Not a reassuring vision, but it would certainly make for a dramatic historical recreation if we survive!
Naturally, if anyone did that with my entire family in their car, I would go to great strides to make sure they regretted doing that to my family.
Good name, though.
There are a lot of things I can critique in this paper, but other people are doing that so I’m going to just bring up the bit I don’t see others mentioning.
Where are the probability calculations for potential biotech advancements as an alternative for hitting the immortality event horizon in the next 20, 30, 40 years?
You meticulously model eight scenarios of safety progress rates, three discount rates, multiple CRRA parameters, safety testing POMDPs… but treat the single most reasonable alternative pathway to saving people’s lives beside “build ASI as soon as possible and keep it in a box until it’s safe” (?!) as a sensitivity check in Tables 10-11 rather than integrating it into the main analysis with probability estimates to compare.

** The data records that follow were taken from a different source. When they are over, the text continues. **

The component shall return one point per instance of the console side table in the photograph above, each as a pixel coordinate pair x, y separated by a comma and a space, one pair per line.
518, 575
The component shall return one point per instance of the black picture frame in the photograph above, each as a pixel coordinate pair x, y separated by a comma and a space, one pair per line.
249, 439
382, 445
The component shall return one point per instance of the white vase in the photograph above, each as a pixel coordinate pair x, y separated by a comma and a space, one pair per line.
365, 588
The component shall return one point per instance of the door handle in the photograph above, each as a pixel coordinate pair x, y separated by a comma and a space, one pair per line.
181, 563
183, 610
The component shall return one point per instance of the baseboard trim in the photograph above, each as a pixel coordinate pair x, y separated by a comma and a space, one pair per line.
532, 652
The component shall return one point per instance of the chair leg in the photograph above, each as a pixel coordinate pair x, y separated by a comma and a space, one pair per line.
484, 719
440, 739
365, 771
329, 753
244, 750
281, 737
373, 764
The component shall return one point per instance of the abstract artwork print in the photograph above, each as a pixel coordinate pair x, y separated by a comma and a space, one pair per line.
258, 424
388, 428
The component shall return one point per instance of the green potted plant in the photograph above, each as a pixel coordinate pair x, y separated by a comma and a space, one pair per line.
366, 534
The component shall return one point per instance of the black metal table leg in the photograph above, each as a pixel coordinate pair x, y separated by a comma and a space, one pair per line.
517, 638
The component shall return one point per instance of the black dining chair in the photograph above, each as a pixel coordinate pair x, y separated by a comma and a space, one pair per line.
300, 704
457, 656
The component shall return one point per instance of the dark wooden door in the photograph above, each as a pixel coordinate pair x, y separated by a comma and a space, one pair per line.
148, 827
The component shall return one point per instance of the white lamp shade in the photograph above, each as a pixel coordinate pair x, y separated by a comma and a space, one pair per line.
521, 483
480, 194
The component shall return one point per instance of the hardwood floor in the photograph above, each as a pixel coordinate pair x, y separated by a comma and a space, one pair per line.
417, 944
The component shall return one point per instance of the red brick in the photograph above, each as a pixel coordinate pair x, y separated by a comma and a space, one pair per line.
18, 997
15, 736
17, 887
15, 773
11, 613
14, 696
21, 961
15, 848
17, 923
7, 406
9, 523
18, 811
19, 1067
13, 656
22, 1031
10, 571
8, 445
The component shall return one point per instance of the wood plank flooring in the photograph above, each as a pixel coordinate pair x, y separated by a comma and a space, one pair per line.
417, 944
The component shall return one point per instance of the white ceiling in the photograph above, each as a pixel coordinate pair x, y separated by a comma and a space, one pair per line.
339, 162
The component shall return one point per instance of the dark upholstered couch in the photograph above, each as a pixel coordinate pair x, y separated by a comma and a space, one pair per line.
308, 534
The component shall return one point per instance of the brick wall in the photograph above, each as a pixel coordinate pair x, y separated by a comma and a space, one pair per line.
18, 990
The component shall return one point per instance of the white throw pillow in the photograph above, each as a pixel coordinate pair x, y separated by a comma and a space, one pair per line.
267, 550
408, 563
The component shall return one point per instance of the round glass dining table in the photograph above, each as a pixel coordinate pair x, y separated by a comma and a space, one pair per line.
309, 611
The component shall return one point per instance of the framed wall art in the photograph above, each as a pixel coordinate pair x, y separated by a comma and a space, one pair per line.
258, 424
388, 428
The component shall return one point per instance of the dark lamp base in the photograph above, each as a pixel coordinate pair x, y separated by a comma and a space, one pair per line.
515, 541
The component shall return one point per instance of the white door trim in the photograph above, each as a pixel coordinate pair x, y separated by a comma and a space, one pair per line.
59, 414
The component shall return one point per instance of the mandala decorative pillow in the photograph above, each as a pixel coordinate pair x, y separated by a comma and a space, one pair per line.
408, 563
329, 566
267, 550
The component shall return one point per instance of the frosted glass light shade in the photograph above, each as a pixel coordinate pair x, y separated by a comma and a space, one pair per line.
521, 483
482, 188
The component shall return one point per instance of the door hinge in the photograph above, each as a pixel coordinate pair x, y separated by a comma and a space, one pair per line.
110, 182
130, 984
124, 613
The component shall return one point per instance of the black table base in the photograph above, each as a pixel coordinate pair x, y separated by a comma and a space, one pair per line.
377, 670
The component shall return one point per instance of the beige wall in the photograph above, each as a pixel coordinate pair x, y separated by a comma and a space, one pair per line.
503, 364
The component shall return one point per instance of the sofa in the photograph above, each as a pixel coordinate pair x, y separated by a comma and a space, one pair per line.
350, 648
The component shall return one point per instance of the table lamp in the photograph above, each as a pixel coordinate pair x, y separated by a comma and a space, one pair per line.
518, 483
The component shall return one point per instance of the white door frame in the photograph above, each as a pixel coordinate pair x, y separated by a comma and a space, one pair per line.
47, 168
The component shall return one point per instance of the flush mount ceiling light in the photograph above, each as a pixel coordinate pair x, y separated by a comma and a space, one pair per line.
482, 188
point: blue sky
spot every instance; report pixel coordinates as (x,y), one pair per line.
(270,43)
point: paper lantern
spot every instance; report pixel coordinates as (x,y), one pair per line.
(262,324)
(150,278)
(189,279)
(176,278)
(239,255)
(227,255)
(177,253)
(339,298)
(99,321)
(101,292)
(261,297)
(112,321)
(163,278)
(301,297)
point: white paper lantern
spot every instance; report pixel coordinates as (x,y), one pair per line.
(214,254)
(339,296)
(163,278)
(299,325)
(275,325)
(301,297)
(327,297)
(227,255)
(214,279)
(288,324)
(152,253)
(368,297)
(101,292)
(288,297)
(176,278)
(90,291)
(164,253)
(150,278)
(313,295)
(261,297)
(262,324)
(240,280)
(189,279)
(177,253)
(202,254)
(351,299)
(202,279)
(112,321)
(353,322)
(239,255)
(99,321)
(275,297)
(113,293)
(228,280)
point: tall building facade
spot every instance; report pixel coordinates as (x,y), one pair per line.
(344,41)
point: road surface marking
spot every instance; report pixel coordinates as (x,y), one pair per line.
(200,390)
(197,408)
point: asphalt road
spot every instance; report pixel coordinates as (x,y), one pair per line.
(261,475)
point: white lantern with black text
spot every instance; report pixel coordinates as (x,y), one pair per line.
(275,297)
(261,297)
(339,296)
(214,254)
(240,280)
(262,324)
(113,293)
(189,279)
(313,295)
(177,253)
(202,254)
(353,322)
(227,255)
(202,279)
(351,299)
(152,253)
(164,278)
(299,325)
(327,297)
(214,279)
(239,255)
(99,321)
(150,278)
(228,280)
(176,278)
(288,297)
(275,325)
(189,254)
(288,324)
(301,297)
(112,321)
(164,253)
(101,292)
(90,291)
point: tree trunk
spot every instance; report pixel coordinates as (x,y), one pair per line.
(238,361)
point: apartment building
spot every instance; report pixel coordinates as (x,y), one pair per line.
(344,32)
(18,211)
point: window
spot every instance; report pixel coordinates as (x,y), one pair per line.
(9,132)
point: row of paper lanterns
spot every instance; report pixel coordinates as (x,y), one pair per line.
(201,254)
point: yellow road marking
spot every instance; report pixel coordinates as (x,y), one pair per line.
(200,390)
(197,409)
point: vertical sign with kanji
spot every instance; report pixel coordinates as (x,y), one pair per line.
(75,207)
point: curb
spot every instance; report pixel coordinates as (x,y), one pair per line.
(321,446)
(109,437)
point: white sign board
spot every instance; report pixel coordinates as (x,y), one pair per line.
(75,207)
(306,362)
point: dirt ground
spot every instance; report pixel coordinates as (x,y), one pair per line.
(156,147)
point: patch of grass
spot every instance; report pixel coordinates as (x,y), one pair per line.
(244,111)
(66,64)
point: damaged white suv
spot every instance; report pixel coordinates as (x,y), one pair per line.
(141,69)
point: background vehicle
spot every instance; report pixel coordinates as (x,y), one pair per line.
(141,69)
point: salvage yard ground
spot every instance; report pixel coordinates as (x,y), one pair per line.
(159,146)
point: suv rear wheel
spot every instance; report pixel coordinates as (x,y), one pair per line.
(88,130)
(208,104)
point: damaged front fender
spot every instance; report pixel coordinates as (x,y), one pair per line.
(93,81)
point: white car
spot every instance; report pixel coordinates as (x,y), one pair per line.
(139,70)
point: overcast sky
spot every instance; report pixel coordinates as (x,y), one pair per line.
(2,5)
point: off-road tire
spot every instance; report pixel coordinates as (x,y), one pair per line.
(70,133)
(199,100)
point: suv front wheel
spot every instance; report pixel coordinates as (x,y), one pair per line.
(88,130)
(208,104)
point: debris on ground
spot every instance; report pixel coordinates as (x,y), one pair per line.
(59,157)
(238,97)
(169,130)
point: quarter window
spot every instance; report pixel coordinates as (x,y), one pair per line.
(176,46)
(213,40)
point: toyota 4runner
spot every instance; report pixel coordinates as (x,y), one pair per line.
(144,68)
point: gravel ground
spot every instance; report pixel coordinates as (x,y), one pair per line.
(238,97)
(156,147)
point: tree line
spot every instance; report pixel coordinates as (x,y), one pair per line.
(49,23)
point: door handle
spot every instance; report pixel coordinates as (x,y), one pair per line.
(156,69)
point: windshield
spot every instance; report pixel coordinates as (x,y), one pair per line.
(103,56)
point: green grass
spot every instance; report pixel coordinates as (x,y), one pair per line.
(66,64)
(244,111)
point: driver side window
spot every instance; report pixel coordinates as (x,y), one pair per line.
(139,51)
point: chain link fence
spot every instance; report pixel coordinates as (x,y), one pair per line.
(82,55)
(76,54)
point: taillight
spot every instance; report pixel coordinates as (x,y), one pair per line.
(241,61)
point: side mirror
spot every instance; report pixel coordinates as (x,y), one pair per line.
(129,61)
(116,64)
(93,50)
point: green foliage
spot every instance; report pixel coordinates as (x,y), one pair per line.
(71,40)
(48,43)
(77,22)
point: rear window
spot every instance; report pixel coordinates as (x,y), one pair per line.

For a paper whose entire emotional engine runs on “170,000 people die every day, and will continue to until we launch ASI,” that seems like a glaring omission that has me scratching my head. I admit to only reading the paper over once, so maybe I missed it, but Claude didn’t find it either. And of course there’s cryonics, which doesn’t get so much as a mention.
Without those calculations, the idea that this paper was written from a “mundane person-affecting stance” seems false. It seems more accurate instead to describe it as centrally from a “60+ year old with cancer and no family” stance. That you acknowledge different demographics doesn’t matter if you’re computing their optimal timelines within the same model that handwaves away the chances of alternative life extension pathways.
That’s unfortunate. It seem like it would have been better for you to start with the optimal timing analysis from an impersonal perspective since an impersonal perspective seems much more plausible than a person-affecting perspective.
Do you think your analysis of optimal timing from the person-affecting view is useful even if person-affecting views are wrong?
Do you think an analysis of optimal timing from an all-things-considered moral parliamentary perspective that only gives some weight to person-affecting views as appropriate would come to a similar conclusion about optimal timing?
I am very happy this is now mainstream:
https://forum.effectivealtruism.org/posts/6j6qgNa3uGmzJEMoN/artificial-intelligence-as-exit-strategy-from-the-age-of
The risks that AGI implies for Humanity are serious, but they should not be assessed without considering that it is the most promising path out of the age of acute existential risk. Those who support a ban of this technology shall at least propose their own alternative exit strategy.
https://forum.effectivealtruism.org/posts/uHeeE5d96TKowTzjA/world-and-mind-in-artificial-intelligence-arguments-against
Bostrom is the absolute best.
Building ASI to reduce existential risk is only net-positive if the step risk associated with ASI is less than the state risk of the status quo for several decades which is doubtful.